O senador Magno Malta (PL-ES) solicitou urgência para a votação do projeto que regulamenta a educação domiciliar, visando votação direta no Plenário. A medida busca resolver a insegurança jurídica que afeta famílias adeptas do homeschooling, diante da ausência de uma lei federal e casos de condenação por abandono intelectual.

O debate sobre a educação domiciliar no Brasil ganhou novo fôlego no Congresso, com o senador Magno Malta (PL-ES) defendendo a votação em regime de urgência do projeto de lei que regulamenta o homeschooling. A iniciativa, que conta com o apoio de um número expressivo de parlamentares, busca levar a proposta diretamente ao Plenário do Senado, bypassando a Comissão de Educação e acelerando a sua aprovação.

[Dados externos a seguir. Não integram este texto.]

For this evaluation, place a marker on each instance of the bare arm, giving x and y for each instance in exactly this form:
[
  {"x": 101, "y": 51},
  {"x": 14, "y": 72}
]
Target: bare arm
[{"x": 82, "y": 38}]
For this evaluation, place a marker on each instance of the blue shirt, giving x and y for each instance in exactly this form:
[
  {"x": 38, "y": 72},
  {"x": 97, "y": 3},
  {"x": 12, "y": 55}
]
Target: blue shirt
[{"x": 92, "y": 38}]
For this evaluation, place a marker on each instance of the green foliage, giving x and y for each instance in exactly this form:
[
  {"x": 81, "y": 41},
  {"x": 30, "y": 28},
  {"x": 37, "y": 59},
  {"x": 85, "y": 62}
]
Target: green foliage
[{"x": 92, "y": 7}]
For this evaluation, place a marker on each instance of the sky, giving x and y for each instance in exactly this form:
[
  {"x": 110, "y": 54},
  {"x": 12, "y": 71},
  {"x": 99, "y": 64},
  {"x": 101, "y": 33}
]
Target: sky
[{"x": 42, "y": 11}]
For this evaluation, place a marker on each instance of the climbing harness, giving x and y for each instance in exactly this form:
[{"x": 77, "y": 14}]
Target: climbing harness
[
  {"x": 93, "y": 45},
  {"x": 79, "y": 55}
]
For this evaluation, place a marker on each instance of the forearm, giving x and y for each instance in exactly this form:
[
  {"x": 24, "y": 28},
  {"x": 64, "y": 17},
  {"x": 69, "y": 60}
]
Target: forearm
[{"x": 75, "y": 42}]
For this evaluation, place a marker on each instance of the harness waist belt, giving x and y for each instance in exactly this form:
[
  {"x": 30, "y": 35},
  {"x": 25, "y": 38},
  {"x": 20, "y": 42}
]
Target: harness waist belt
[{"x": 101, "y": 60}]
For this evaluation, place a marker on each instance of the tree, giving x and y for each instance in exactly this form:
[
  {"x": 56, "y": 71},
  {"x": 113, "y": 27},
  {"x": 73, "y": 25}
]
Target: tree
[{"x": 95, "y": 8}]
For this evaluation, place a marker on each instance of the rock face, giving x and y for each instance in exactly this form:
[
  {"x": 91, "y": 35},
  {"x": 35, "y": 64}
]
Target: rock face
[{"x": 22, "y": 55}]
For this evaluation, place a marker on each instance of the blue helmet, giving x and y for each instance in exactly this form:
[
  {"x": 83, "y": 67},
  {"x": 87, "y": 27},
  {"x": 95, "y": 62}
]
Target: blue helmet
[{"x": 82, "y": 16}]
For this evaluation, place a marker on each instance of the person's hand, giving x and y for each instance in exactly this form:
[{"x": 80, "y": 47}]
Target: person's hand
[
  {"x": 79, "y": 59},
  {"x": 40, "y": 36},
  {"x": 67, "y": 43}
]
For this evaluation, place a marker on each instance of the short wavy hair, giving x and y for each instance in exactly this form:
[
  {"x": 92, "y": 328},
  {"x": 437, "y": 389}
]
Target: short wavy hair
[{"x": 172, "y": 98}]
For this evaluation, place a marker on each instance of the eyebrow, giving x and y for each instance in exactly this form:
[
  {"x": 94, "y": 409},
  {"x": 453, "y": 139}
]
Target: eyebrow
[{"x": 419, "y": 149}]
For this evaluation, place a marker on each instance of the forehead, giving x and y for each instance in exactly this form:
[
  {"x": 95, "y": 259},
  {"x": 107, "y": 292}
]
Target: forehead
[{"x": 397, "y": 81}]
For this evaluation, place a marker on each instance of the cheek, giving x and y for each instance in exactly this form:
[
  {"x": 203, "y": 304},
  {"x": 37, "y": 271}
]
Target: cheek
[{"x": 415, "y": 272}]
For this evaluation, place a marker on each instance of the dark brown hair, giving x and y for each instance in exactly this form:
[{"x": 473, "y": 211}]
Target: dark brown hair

A urgência é justificada pelo argumento de que o tema já foi amplamente discutido e que a demora na regulamentação causa “insegurança jurídica” para famílias que optam por essa modalidade de ensino. Segundo Malta, o requerimento de urgência já possui o apoio de 31 senadores por bancada e outros 25 individualmente, superando o número mínimo exigido pelo regimento interno da casa.
A mobilização para a pauta da educação domiciliar tem sido constante. Em junho, o próprio Magno Malta já havia apresentado um requerimento semelhante, angariando assinaturas de senadores como Eduardo Girão (Novo-CE), Damares Alves (Republicanos-DF) e Hermes Klann (PL-PR). A ação coincidiu com uma audiência pública na Comissão de Direitos Humanos (CDH), onde defensores do homeschooling clamaram pela aprovação da proposta, destacando os desafios legais enfrentados.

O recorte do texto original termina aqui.